During ground-to-missile communications, the tail bobbin that carries 60 kilometers of optical fiber unwinds, which sends the infrared video through a fiber optic datalink to the launch command station. Missile steering commands are then sent back to the weapon via the same datalink. The operator can observe the missile’s flight in real time as the infrared images are being taken. This online interaction between the operator and missile enables the prosecution of timely course changes to precisely target a location.
In instances when a target is obscured by electromagnetic interference or a natural obstacle like an island, the fiber optic connection is maintained because of the very low power levels used to transmit the signals. The pulses are continuous because they stay beneath higher-level disturbance, giving off little infrared radiation across a low-frequency radar band. Problems such as electromagnetic jamming do not prevent optical fiber transmissions because signals are passed optically, as opposed to electrically. Bending light pathways allow data to be received around obstacles and through electrical jamming patterns.
A key Polyphem feature is its ability to hit a single target with multiple missiles. Called ripple fire, as many as four missiles can be launched from one platform, each simultaneously hitting the same target from different directions. If the operator sees that one or more of the missiles will not strike the designated location, the weapons can be called off individually and repositioned for a second attempt. In non-strike operations such as reconnaissance or surveillance missions, Polyphem can be used to make several passes over an area to collect more visual data than could be gathered in one fly-over.
In surface operations, Polyphem offers easy integration with shipboard fire control support systems and combat information centers, developers say. The C3I interface enables pre-engagement mission planning using 20-inch, high-resolution screen displays of target areas. Infrared magnification of potential flight paths aids in determining no-fly zones and other restricted airspace quadrants to 33 nautical miles. Aside from low radiation output, the low signature format of both firing stations and missile designs also help the system avoid radar detection by the intended target.
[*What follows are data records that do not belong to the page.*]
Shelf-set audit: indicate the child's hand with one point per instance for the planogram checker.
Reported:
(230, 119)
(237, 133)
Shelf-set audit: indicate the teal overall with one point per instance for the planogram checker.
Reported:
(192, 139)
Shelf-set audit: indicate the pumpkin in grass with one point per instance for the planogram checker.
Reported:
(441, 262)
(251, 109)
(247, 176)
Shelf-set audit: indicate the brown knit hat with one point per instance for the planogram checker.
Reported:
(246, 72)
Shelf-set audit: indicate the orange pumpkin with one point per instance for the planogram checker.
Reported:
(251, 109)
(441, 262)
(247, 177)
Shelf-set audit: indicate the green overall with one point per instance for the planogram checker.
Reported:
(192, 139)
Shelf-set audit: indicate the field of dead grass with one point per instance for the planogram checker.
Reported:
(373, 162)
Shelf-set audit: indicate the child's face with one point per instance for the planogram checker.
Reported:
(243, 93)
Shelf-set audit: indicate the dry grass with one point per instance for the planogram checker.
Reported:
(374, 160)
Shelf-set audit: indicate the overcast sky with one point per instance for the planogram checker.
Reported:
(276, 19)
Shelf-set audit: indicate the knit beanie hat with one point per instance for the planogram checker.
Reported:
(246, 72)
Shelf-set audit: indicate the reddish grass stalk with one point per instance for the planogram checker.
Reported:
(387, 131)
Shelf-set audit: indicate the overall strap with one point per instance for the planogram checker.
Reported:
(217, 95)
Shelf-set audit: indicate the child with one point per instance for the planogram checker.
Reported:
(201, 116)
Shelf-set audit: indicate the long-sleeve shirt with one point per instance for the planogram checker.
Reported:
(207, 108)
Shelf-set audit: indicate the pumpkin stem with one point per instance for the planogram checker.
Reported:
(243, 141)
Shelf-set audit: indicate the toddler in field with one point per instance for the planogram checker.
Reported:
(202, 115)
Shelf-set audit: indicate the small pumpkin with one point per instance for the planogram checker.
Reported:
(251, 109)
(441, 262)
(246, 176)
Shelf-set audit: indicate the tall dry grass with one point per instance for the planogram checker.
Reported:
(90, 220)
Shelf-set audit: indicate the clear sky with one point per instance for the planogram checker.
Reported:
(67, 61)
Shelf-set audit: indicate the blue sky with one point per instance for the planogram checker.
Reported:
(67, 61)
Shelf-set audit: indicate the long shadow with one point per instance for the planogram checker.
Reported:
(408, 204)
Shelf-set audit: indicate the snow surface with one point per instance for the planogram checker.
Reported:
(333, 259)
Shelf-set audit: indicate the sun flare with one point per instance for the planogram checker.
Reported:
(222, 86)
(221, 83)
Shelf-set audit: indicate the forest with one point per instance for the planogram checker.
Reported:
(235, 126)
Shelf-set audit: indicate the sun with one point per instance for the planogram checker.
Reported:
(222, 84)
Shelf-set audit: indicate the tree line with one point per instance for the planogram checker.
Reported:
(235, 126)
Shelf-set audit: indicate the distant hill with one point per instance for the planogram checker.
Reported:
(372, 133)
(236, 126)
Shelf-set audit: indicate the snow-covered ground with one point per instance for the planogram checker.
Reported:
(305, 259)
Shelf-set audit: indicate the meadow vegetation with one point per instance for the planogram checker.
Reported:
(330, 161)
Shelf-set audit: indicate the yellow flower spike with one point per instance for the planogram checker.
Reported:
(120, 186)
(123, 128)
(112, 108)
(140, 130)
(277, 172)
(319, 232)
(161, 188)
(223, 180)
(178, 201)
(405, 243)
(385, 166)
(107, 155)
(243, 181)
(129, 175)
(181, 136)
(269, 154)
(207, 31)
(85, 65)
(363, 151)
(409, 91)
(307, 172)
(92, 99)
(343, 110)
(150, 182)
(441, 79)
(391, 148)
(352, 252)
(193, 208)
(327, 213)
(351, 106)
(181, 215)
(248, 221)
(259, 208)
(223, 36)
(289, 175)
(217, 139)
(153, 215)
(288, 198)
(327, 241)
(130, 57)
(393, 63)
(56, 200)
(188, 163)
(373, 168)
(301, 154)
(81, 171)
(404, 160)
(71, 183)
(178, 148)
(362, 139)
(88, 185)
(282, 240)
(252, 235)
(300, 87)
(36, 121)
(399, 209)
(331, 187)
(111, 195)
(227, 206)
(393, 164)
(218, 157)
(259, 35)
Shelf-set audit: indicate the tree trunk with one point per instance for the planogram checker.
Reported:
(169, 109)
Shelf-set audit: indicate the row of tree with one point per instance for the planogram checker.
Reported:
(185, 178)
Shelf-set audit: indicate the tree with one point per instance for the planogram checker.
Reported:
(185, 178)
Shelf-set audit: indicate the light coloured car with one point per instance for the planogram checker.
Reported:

Polyphem completed the first phase of operational evaluation testing in September 2000. The second phase of experimental testing involving demonstrations at the system level is ongoing, and potential exists for incorporating the product into the German navy’s new K-130 Corvette class of surface ships. Experimentation with helicopter and submarine variants, the latter to be used in conjunction with class U-212 German submarines, is also underway. A fully operational surface-to-air format is scheduled to enter service in 2004.